Simple légende ou fait réel ? La dépression hivernale fait chaque année parler d’elle.

D’où vient-elle ? Qui touche-t-elle ? Quelles en sont les conséquences ?

D’où provient la dépression hivernale ?

Non la dépression hivernale n’est pas qu’une simple légende, elle touche malheureusement chaque année de nombreuses personnes, faisant sur son passage de réels dégâts.

Une dépression saisonnière se déclenche lorsque les repères qui conditionnent notre horloge interne sont modifiés.

Ainsi, l’allongement ou le rétrécissement des journées, le changement de température mais aussi de nourriture bouleversent nos hormones qui doivent dès lors travailler plus qu’à l’accoutumée pour synchroniser le fonctionnement de nos organes.

Leurs actions peuvent ainsi déclencher de l’hyperphagie (envie irrépressible de nourriture, laquelle est avalée dans des quantités record en un temps restreint) avec une attirance pour le sucré, de l’hypersomnie (sommeil profond ou excessif) ainsi qu’une prise de poids.

Par conséquence, les personnes souffrant de dépression saisonnière voient leur rythme décalé par rapport à celui de leur entourage, puisqu’elles sont physiologiquement incapables de s’adapter aux cadences dites normales.

Elles souffrent ainsi fortement d’isolement et se sentent très seules, d’où l’utilisation du terme ‘dépression’ pour qualifier cet état.

Les conséquences d’une dépression hivernale

La dépression hivernale est due au dérèglement de notre horloge biologique.

Lorsque celle-ci se brouille, par manque de sommeil, un trop plein de stress, un choc psychologique, un décalage horaire… elle peut entraîner des « épisodes dépressifs saisonniers ».

Cela se traduit généralement par une perte quasi totale du sommeil, des nuits agitées, des somnolences en journée, des troubles de l’appétit (la faim ne se déclenche plus aux heures habituelles)…

Les solutions pour déjouer une dépression hivernale ?

Pour pallier à une dépression hivernale, plusieurs solutions existent, parmi elles, on retrouve les tristement célèbres antidépresseurs mais aussi et surtout la luminothérapie.

Comme son nom l’indique elle consiste à s’exposer chaque jour à de la lumière.

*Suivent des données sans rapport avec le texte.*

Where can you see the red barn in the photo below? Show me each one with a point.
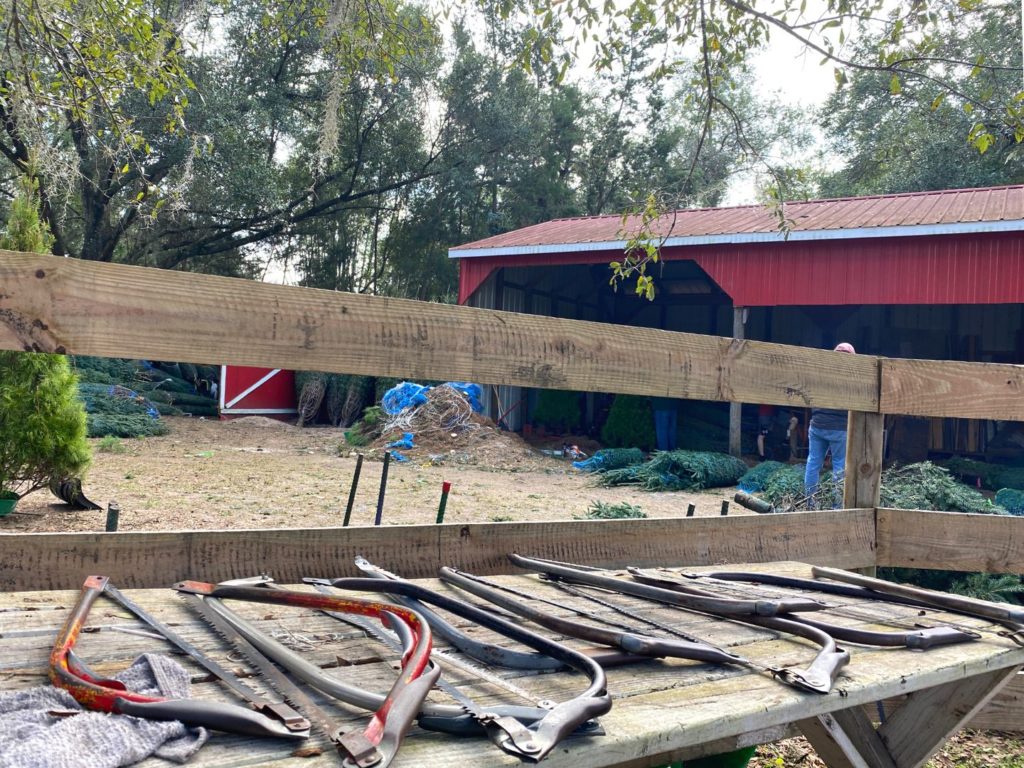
(936, 274)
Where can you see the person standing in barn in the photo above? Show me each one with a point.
(826, 433)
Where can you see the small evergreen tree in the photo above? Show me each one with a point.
(630, 424)
(42, 422)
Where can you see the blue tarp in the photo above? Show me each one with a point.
(408, 394)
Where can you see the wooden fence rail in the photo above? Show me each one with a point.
(66, 305)
(42, 561)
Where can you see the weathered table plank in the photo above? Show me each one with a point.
(663, 709)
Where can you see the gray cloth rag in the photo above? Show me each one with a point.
(32, 737)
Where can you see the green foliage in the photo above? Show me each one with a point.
(609, 511)
(993, 476)
(1004, 588)
(111, 444)
(679, 470)
(125, 425)
(630, 423)
(608, 459)
(925, 485)
(558, 410)
(1012, 500)
(42, 424)
(784, 489)
(368, 428)
(993, 587)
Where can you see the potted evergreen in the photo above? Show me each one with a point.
(42, 422)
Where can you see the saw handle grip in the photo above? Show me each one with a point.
(214, 715)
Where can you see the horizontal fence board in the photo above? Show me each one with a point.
(950, 541)
(964, 390)
(49, 303)
(48, 561)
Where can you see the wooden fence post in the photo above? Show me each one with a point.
(863, 460)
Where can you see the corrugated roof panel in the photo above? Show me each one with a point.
(916, 209)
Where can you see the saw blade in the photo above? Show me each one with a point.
(268, 671)
(391, 640)
(291, 719)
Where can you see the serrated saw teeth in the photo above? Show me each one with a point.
(66, 672)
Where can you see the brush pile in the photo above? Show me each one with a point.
(679, 470)
(606, 460)
(754, 479)
(925, 485)
(437, 412)
(127, 398)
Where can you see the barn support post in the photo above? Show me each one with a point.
(864, 449)
(735, 409)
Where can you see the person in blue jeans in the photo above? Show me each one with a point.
(826, 433)
(666, 422)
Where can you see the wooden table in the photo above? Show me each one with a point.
(664, 710)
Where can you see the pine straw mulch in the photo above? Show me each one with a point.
(477, 442)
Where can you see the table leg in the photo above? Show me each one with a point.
(911, 734)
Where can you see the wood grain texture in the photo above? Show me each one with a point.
(863, 460)
(964, 390)
(28, 561)
(663, 710)
(920, 727)
(950, 541)
(67, 305)
(846, 739)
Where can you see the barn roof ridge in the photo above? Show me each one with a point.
(845, 199)
(898, 214)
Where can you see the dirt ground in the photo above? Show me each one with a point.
(258, 473)
(968, 749)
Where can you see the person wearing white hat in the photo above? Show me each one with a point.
(826, 433)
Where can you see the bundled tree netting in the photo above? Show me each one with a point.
(444, 411)
(925, 485)
(311, 387)
(992, 476)
(757, 477)
(784, 489)
(188, 373)
(606, 460)
(630, 423)
(1011, 500)
(337, 391)
(355, 398)
(679, 470)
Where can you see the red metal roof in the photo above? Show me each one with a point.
(952, 211)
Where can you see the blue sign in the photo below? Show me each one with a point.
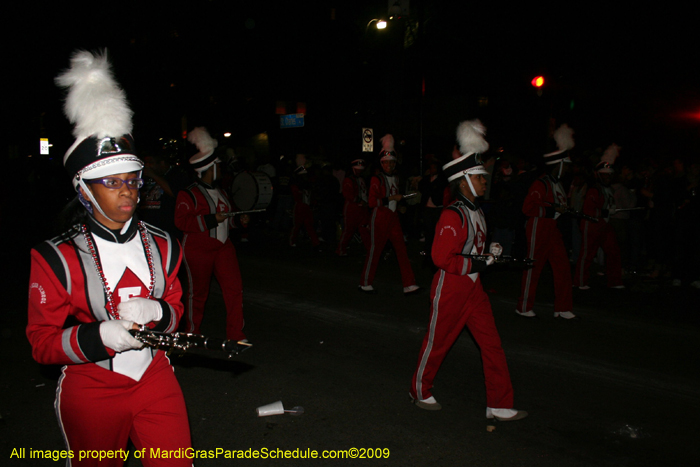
(292, 121)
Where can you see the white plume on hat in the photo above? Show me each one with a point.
(387, 143)
(611, 153)
(564, 137)
(95, 104)
(470, 136)
(201, 138)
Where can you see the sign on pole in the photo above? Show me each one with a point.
(367, 140)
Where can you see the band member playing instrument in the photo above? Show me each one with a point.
(202, 214)
(300, 186)
(103, 277)
(544, 203)
(356, 210)
(457, 296)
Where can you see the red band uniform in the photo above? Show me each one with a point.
(355, 212)
(594, 235)
(459, 300)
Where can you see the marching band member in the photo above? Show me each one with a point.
(356, 210)
(544, 203)
(300, 186)
(201, 214)
(457, 296)
(385, 225)
(600, 203)
(103, 277)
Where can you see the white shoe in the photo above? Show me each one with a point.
(505, 415)
(428, 404)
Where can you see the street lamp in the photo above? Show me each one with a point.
(381, 24)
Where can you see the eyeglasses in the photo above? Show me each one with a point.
(115, 183)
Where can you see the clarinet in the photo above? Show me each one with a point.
(185, 341)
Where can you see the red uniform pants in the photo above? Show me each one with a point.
(544, 244)
(385, 225)
(596, 235)
(457, 302)
(99, 410)
(303, 216)
(356, 219)
(202, 259)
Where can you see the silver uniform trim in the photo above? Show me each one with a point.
(431, 336)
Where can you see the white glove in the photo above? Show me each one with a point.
(140, 310)
(496, 249)
(115, 335)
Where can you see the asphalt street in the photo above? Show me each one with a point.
(619, 387)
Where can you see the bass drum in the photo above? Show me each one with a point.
(251, 190)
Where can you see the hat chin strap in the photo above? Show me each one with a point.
(471, 187)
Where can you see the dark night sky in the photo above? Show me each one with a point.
(630, 73)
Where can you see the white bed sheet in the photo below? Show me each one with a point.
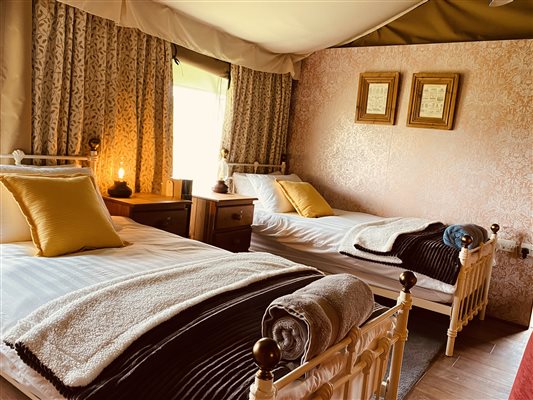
(315, 241)
(29, 282)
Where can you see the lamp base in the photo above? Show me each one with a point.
(119, 189)
(220, 187)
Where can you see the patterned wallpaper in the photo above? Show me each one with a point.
(479, 172)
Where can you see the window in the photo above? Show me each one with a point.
(199, 103)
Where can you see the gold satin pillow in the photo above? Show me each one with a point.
(65, 214)
(305, 199)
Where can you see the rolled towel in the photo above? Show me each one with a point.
(452, 235)
(313, 318)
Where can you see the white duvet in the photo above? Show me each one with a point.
(29, 282)
(315, 242)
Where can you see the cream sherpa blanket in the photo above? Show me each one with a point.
(379, 236)
(77, 335)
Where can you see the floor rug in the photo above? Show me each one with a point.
(426, 341)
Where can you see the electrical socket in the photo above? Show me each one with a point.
(507, 245)
(527, 246)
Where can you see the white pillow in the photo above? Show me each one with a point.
(13, 224)
(270, 193)
(242, 185)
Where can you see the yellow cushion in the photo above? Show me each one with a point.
(65, 215)
(305, 199)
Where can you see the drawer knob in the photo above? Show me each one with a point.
(237, 216)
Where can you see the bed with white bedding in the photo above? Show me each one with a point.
(322, 242)
(313, 241)
(80, 303)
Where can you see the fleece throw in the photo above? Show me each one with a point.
(76, 336)
(378, 237)
(310, 320)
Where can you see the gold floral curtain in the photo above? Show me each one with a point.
(257, 116)
(92, 78)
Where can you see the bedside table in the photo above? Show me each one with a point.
(170, 214)
(223, 220)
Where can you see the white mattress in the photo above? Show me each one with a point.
(29, 282)
(314, 241)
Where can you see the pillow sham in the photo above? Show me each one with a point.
(306, 199)
(65, 215)
(13, 225)
(269, 192)
(242, 185)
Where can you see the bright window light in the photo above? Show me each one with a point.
(199, 102)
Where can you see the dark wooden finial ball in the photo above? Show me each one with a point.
(266, 353)
(466, 240)
(94, 144)
(408, 280)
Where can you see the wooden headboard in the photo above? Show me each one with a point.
(94, 144)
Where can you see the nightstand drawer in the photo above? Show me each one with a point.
(234, 216)
(236, 241)
(173, 221)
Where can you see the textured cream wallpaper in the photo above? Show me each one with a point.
(480, 172)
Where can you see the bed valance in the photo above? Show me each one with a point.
(159, 20)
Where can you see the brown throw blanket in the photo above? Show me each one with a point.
(423, 252)
(312, 319)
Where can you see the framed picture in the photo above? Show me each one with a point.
(376, 97)
(432, 100)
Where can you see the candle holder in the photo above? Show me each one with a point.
(220, 187)
(119, 189)
(223, 172)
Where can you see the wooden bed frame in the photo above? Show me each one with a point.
(470, 296)
(370, 364)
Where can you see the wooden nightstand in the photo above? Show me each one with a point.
(167, 213)
(223, 220)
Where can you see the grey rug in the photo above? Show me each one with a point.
(426, 341)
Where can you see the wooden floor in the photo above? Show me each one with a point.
(487, 356)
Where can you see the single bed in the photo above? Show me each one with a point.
(315, 242)
(183, 353)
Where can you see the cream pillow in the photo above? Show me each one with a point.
(306, 199)
(13, 225)
(242, 184)
(65, 215)
(269, 192)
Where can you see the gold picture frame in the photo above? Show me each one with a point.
(432, 100)
(376, 98)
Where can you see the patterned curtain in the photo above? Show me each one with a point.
(92, 78)
(257, 116)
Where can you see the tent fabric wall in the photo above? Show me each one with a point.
(159, 20)
(446, 21)
(15, 79)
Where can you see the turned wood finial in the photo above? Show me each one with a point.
(466, 240)
(94, 143)
(408, 280)
(266, 354)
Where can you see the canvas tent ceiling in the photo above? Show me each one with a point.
(276, 36)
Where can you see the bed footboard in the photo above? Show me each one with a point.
(472, 289)
(369, 365)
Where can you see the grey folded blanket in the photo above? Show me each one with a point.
(310, 320)
(453, 234)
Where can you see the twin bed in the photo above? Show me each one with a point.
(164, 316)
(317, 241)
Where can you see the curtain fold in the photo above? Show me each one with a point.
(257, 116)
(92, 78)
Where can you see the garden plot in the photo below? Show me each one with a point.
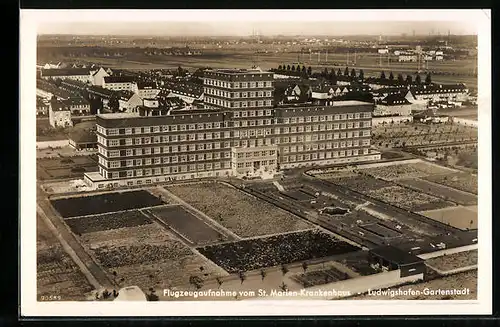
(90, 224)
(320, 277)
(408, 199)
(438, 190)
(243, 214)
(381, 230)
(104, 203)
(146, 256)
(258, 253)
(459, 217)
(57, 274)
(189, 226)
(453, 261)
(460, 181)
(404, 171)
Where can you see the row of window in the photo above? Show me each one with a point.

Si le principe parait simple, dans la réalité la mise en place de cette technique demande un certain investissement tant personnel que budgétaire.

En effet, il est recommandé de s’exposer chaque matin pendant une demi-heure, à une source lumineuse de 10 000 lux produite par une lampe spécifique dite de « dispositif de luminothérapie ».

La lumière émise par cette source permet de stopper la possible production de mélatonine (molécule du sommeil) le jour, afin d’éviter des sauts d’humeur et des somnolences.

Les changements biologiques se font réellement sentir au bout de 4 semaines de traitement, bien que dès la première semaine les premières améliorations sont constatables.

La pratique de la luminothérapie s’étend généralement d’octobre à mars, autrement dit de l’arrivée de l’automne à celle du printemps.